Response: We gratefully appreciate for your valuable suggestion. Generally, the mRNA expression of genes could be used to verify the accuracy of WB, but sometimes these two different phenomena can’t be completely verified each other. At present, the anti-ZO-1 for the chicken is very limited, but the molecular weight of protein in the gel is available and single, and the expression of protein is in line with the mRNA expression of genes. However, it is valuable to explore the suitable antibodies for chickens. Special thanks to the reviewer’s good comments again, which given us a good ideal in the future research.

 

Question 5: Q5. Form the Instruction for Authors from Toxins homepage: “In order to ensure the integrity and scientific validity of blots (including, but not limited to, Western blots) and the reporting of gel data, original, uncropped and unadjusted images should be uploaded as Supporting Information files at the time of initial submission. A single PDF file or a zip folder including all the original images reported in the main figure and supplemental figures should be prepared. Authors should annotate each original image, corresponding to the figure in the main article or supplementary materials, and label each lane or loading order. All experimental samples and controls used for one comparative analysis should be run on the same blot/gel image. For quantitative analyses, please provide the blots/gels for each independent biological replicate used in the analysis.” Also the information about molecular weight of analysed proteins should be added.

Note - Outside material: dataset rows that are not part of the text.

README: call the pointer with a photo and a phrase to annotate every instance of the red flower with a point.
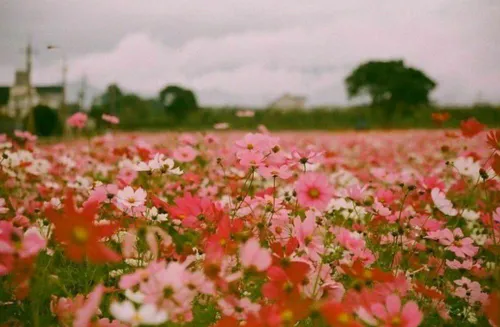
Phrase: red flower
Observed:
(337, 314)
(358, 271)
(491, 308)
(440, 117)
(76, 230)
(495, 165)
(283, 285)
(493, 139)
(471, 127)
(281, 257)
(428, 292)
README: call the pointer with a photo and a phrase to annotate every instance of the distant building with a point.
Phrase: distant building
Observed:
(288, 102)
(15, 100)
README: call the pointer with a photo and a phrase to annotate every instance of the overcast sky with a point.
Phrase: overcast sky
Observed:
(249, 52)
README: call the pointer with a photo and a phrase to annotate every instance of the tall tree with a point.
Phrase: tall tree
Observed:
(390, 83)
(177, 101)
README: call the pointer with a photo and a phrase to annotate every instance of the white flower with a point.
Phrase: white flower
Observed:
(147, 314)
(159, 163)
(467, 167)
(129, 198)
(442, 203)
(38, 167)
(153, 214)
(3, 209)
(137, 297)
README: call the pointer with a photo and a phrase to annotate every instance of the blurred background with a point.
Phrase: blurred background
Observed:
(320, 64)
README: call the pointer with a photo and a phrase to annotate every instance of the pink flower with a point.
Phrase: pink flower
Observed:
(464, 248)
(470, 291)
(272, 171)
(313, 190)
(33, 242)
(89, 308)
(304, 232)
(25, 135)
(307, 156)
(391, 314)
(442, 203)
(254, 257)
(128, 199)
(3, 208)
(251, 159)
(77, 120)
(111, 119)
(453, 242)
(185, 154)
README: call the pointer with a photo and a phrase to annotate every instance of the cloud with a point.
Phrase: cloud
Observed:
(308, 50)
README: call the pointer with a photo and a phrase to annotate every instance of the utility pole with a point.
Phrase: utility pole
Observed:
(81, 93)
(64, 68)
(29, 61)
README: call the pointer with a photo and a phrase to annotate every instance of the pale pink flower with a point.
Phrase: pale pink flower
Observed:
(245, 113)
(304, 231)
(442, 203)
(251, 159)
(313, 190)
(252, 256)
(272, 171)
(391, 313)
(110, 119)
(77, 120)
(33, 242)
(25, 135)
(185, 153)
(84, 314)
(128, 198)
(3, 208)
(147, 314)
(221, 126)
(470, 291)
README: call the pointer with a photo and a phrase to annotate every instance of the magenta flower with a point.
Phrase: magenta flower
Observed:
(77, 120)
(313, 190)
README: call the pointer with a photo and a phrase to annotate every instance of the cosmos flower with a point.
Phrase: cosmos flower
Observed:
(442, 203)
(77, 232)
(77, 120)
(110, 119)
(146, 314)
(313, 190)
(252, 256)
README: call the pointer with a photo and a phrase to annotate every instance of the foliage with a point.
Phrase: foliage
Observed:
(314, 119)
(178, 102)
(389, 83)
(397, 228)
(47, 122)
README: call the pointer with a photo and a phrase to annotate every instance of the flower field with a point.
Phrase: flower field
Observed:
(229, 229)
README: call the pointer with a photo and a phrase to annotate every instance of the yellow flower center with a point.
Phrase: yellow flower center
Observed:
(343, 318)
(367, 274)
(396, 321)
(287, 315)
(314, 193)
(80, 234)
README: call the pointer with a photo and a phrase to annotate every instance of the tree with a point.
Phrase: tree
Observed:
(177, 101)
(46, 121)
(390, 83)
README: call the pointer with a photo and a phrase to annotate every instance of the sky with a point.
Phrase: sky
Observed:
(239, 52)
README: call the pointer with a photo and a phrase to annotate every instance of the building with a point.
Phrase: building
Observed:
(16, 100)
(288, 102)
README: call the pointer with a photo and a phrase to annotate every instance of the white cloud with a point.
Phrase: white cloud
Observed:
(311, 55)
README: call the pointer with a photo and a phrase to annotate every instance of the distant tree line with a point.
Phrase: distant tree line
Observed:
(399, 98)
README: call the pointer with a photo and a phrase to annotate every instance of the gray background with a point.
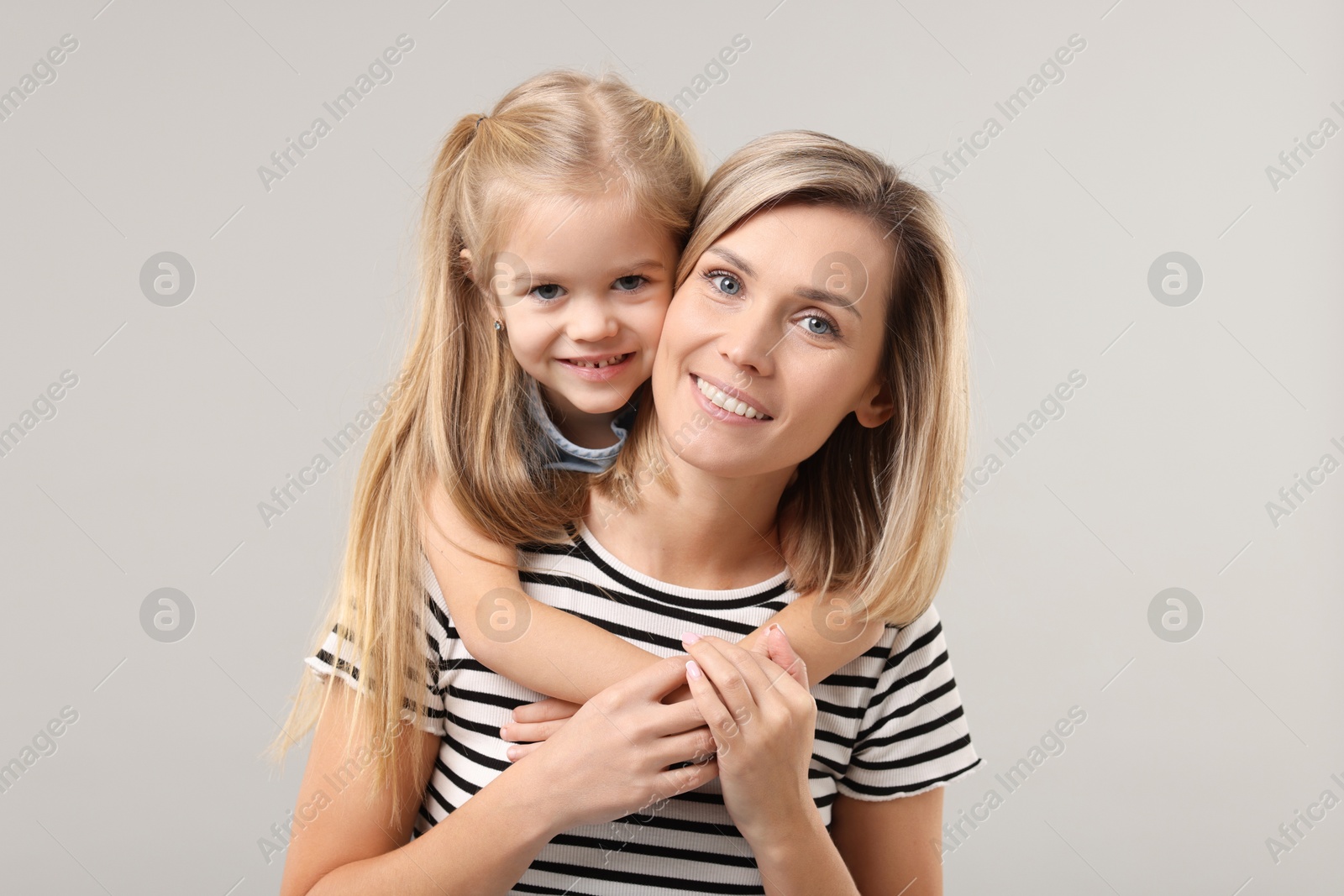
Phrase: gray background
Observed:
(1158, 476)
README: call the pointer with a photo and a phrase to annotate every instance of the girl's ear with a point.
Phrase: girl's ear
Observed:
(877, 406)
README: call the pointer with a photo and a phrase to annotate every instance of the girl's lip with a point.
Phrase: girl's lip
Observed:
(598, 374)
(718, 412)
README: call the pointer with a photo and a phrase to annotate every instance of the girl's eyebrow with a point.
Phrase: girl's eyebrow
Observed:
(732, 258)
(537, 277)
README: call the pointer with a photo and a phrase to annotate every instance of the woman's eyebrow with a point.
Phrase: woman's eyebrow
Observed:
(827, 297)
(732, 258)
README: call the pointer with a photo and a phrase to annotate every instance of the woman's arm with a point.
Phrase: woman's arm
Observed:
(887, 844)
(351, 846)
(564, 656)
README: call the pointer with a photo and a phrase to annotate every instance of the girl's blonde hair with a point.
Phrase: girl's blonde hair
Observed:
(459, 417)
(864, 515)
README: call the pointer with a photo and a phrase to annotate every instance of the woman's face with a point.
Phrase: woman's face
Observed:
(773, 338)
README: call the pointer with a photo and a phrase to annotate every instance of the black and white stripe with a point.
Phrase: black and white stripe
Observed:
(889, 725)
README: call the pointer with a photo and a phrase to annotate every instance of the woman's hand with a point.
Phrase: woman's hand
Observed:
(764, 721)
(611, 758)
(537, 721)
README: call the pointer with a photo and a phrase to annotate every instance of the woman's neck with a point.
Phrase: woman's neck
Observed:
(712, 533)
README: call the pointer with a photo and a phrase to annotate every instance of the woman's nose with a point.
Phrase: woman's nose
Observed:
(749, 343)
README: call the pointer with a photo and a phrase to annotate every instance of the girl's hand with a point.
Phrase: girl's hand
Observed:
(764, 721)
(612, 757)
(537, 721)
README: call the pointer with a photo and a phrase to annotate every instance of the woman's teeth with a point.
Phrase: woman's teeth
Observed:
(615, 359)
(726, 401)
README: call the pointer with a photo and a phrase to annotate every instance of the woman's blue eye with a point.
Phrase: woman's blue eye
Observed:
(812, 324)
(727, 284)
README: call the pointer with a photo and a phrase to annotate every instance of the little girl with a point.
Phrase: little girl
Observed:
(550, 242)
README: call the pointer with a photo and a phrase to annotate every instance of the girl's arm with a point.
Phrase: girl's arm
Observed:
(515, 636)
(346, 844)
(558, 653)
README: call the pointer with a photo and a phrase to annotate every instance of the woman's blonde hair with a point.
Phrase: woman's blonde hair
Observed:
(866, 513)
(459, 417)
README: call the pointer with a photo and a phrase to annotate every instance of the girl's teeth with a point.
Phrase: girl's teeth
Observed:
(615, 359)
(727, 402)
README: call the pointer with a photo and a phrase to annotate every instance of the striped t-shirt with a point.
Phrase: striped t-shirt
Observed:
(889, 725)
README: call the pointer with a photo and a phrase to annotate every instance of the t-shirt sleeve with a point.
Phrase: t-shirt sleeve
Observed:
(914, 732)
(339, 656)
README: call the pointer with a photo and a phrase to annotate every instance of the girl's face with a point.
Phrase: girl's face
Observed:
(773, 338)
(584, 286)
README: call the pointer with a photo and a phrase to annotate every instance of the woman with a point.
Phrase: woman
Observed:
(820, 291)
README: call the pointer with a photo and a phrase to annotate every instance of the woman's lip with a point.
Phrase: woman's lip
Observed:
(718, 412)
(734, 392)
(598, 374)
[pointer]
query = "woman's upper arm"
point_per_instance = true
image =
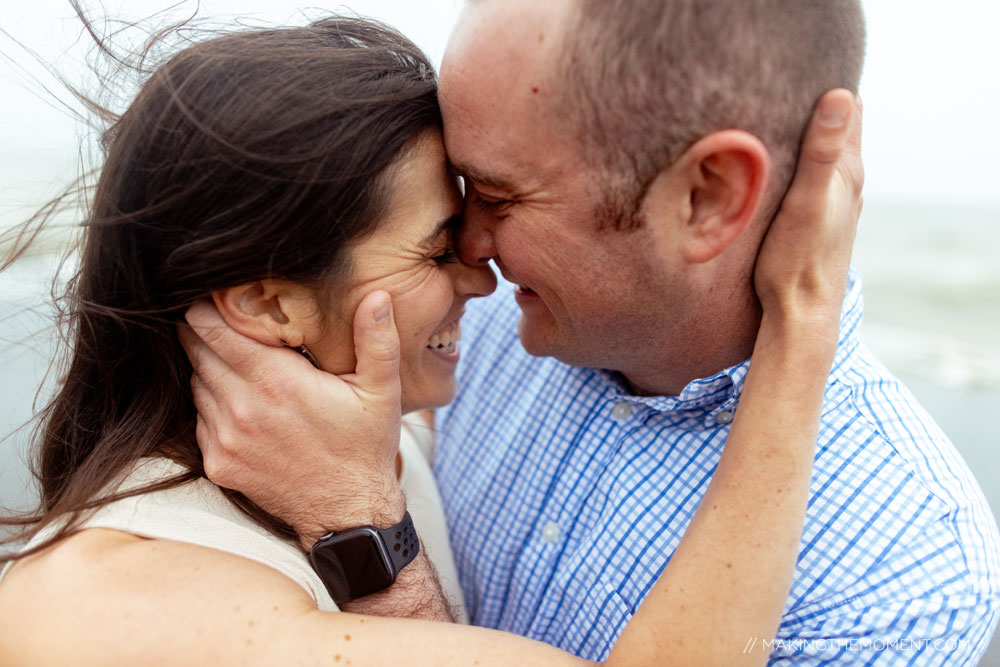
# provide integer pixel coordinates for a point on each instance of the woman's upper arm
(106, 597)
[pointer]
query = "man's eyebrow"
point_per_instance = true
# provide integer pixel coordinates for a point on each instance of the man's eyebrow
(476, 176)
(447, 224)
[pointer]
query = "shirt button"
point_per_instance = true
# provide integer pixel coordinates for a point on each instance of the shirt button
(621, 411)
(724, 417)
(550, 532)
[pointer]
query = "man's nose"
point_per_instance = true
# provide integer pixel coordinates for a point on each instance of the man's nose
(475, 243)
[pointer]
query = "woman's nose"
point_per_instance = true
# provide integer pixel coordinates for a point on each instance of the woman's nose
(473, 281)
(475, 242)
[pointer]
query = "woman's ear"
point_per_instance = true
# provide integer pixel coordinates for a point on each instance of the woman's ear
(720, 180)
(273, 312)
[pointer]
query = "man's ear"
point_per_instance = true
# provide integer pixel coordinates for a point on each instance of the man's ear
(273, 312)
(720, 180)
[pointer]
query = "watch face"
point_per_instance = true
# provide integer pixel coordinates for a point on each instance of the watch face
(352, 565)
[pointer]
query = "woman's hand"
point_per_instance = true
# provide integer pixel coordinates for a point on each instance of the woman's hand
(801, 271)
(314, 449)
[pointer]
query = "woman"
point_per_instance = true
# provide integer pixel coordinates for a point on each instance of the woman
(297, 177)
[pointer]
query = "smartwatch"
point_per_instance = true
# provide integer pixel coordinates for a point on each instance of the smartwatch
(365, 560)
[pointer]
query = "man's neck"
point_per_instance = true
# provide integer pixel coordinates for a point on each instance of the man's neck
(710, 348)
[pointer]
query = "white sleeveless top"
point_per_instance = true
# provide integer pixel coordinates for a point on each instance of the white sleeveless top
(198, 513)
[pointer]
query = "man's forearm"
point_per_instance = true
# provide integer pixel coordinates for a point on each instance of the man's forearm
(416, 594)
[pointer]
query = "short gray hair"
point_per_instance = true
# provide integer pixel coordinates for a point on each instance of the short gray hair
(648, 78)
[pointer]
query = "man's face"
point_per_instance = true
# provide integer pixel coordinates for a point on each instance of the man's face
(588, 296)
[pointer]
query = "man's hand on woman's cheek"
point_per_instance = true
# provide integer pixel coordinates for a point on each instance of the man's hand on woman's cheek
(314, 449)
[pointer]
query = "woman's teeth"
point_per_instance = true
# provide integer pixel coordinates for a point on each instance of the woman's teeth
(445, 341)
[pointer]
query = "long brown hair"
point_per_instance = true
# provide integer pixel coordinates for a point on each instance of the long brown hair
(255, 154)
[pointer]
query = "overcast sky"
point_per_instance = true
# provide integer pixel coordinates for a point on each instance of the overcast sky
(931, 88)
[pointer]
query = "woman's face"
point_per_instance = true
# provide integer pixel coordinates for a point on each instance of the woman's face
(411, 256)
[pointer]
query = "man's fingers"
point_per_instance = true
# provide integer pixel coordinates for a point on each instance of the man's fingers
(376, 345)
(203, 360)
(240, 353)
(825, 140)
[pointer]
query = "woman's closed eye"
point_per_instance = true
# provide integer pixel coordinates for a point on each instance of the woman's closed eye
(491, 205)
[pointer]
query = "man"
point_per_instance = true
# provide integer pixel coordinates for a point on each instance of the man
(622, 161)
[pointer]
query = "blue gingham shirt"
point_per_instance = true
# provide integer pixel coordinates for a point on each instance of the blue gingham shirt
(566, 496)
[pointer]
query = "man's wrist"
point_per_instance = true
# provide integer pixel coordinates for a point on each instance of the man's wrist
(372, 503)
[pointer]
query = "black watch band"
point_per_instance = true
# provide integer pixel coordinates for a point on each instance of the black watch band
(364, 560)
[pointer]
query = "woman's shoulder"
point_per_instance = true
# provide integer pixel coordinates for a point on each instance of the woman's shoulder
(196, 514)
(107, 596)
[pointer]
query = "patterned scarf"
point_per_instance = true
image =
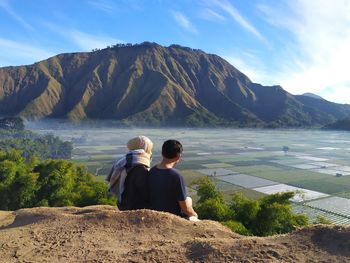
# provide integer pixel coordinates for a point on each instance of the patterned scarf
(118, 173)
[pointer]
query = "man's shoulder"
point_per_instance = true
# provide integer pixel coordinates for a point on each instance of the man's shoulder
(171, 171)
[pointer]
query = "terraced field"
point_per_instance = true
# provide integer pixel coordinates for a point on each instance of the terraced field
(316, 164)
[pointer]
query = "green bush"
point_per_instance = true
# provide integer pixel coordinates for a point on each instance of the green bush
(237, 227)
(47, 183)
(267, 216)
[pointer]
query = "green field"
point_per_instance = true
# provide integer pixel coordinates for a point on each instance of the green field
(252, 152)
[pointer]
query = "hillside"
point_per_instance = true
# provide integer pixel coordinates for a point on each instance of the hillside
(151, 84)
(102, 234)
(343, 125)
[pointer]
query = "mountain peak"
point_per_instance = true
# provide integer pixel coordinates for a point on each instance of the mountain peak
(149, 84)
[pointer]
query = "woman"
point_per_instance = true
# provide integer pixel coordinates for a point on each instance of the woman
(128, 178)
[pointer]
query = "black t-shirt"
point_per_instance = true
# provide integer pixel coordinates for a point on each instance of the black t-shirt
(136, 190)
(167, 188)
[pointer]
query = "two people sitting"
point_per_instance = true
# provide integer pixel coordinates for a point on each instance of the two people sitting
(162, 188)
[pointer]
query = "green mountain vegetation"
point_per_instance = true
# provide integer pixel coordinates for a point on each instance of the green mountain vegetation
(14, 137)
(148, 84)
(267, 216)
(46, 183)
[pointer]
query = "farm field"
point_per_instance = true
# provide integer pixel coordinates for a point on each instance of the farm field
(316, 164)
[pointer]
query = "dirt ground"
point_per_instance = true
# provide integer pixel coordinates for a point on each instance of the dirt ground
(103, 234)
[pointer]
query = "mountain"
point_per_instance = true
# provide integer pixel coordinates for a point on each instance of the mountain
(312, 95)
(343, 125)
(151, 84)
(103, 234)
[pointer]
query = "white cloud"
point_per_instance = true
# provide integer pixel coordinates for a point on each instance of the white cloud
(321, 36)
(12, 52)
(88, 42)
(250, 65)
(184, 22)
(209, 14)
(233, 12)
(84, 41)
(7, 7)
(104, 5)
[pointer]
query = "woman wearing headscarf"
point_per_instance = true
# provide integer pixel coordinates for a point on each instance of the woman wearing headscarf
(128, 178)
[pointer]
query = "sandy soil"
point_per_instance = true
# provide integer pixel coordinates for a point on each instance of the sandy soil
(103, 234)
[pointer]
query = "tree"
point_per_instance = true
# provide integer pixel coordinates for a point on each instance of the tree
(267, 216)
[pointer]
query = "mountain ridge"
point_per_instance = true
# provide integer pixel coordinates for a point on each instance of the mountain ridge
(151, 84)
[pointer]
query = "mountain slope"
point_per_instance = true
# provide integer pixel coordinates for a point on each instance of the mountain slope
(103, 234)
(152, 84)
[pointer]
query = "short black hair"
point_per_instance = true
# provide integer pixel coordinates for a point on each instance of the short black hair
(171, 149)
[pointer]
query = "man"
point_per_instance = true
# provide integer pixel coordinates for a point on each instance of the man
(167, 187)
(128, 179)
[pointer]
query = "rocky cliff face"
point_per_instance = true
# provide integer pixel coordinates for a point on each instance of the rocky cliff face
(103, 234)
(152, 84)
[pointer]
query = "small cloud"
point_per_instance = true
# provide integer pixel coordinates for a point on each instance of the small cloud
(184, 22)
(8, 8)
(84, 41)
(103, 5)
(13, 52)
(233, 12)
(249, 65)
(87, 41)
(211, 15)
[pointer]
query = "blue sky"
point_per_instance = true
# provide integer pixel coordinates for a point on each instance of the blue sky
(302, 45)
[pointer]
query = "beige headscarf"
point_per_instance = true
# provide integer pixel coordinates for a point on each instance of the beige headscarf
(140, 142)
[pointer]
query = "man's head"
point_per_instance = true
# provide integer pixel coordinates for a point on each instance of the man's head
(140, 142)
(172, 149)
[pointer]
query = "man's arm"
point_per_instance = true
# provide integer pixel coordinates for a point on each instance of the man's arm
(186, 207)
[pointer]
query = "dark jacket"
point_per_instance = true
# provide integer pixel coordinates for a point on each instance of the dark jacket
(136, 189)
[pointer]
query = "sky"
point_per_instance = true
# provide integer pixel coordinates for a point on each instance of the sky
(302, 45)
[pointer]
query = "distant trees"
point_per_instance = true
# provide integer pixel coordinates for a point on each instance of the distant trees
(267, 216)
(47, 183)
(29, 143)
(14, 123)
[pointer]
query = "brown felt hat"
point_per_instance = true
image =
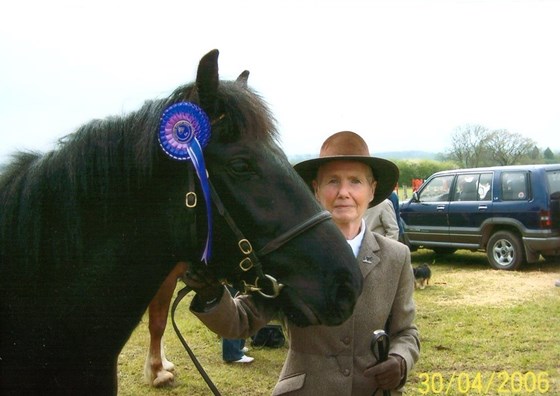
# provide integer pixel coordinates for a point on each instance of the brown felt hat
(348, 145)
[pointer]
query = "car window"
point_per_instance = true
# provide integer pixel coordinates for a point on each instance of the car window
(437, 189)
(473, 187)
(485, 187)
(514, 186)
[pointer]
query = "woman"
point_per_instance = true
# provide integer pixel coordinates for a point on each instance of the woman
(338, 360)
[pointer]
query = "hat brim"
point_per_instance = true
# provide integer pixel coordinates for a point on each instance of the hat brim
(385, 172)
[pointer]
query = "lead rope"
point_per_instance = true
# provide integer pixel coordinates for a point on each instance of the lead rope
(180, 294)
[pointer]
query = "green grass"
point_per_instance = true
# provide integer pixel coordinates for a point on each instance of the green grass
(483, 331)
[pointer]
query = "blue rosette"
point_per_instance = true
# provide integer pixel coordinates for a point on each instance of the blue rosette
(184, 131)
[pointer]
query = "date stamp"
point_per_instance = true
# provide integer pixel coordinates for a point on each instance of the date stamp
(502, 382)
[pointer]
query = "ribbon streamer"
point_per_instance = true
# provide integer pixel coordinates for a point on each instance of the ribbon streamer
(184, 131)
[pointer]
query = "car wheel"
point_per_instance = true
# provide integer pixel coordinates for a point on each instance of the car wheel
(551, 258)
(505, 251)
(443, 251)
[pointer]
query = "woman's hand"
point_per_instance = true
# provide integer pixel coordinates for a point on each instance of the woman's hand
(387, 375)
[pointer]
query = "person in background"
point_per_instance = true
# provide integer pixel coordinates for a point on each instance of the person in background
(337, 360)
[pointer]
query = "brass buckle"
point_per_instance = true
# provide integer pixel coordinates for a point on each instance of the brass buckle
(276, 287)
(248, 288)
(245, 246)
(190, 199)
(246, 264)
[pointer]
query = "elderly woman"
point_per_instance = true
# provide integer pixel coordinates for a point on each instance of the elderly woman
(339, 360)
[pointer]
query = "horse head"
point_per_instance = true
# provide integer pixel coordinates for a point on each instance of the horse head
(288, 234)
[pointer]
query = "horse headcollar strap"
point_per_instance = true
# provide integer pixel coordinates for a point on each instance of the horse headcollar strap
(184, 131)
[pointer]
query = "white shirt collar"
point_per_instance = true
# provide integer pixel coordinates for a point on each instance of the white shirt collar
(356, 242)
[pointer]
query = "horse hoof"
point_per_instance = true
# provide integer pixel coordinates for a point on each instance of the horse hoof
(163, 378)
(167, 365)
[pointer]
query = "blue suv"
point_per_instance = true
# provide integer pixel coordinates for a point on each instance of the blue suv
(511, 212)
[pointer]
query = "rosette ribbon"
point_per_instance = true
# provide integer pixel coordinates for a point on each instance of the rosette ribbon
(184, 131)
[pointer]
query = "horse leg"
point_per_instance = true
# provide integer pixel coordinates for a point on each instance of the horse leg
(157, 369)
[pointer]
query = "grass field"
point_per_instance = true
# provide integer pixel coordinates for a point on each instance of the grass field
(483, 332)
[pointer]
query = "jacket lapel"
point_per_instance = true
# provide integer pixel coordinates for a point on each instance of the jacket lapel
(367, 256)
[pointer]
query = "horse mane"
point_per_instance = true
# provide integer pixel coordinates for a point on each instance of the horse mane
(44, 197)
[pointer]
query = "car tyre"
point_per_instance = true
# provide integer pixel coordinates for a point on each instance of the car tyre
(505, 251)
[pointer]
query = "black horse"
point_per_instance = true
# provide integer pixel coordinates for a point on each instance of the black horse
(91, 229)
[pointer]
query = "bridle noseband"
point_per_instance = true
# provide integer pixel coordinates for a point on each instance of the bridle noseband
(251, 259)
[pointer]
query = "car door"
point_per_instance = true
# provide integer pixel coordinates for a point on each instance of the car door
(425, 216)
(470, 206)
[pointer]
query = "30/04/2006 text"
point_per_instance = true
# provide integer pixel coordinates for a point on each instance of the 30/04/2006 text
(475, 383)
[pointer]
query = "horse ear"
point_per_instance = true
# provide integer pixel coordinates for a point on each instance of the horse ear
(207, 81)
(242, 79)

Response: Thanks a lot for reviewer’s good suggestion, and we have made the upload the WB blot/gel image as Supporting Information files. Thanks again for the reviewer’s good comments.

 

Question 6: Q6. Without performance of proper statistical analysis the sentences like “Additionally, the decrease of villus quantity and length, and increase of crypt depth were observed in 5 and 10 mg/kg.bw DON treated groups” have no justification or grounds and should be removed.

Response: Thanks very much for the good comments, and we have rewritten this part according to the reviewer’s suggestion.

 

Question 7: Q7. No further comments.

Response: Thanks very much for the reviewer’s encouragement and assistance.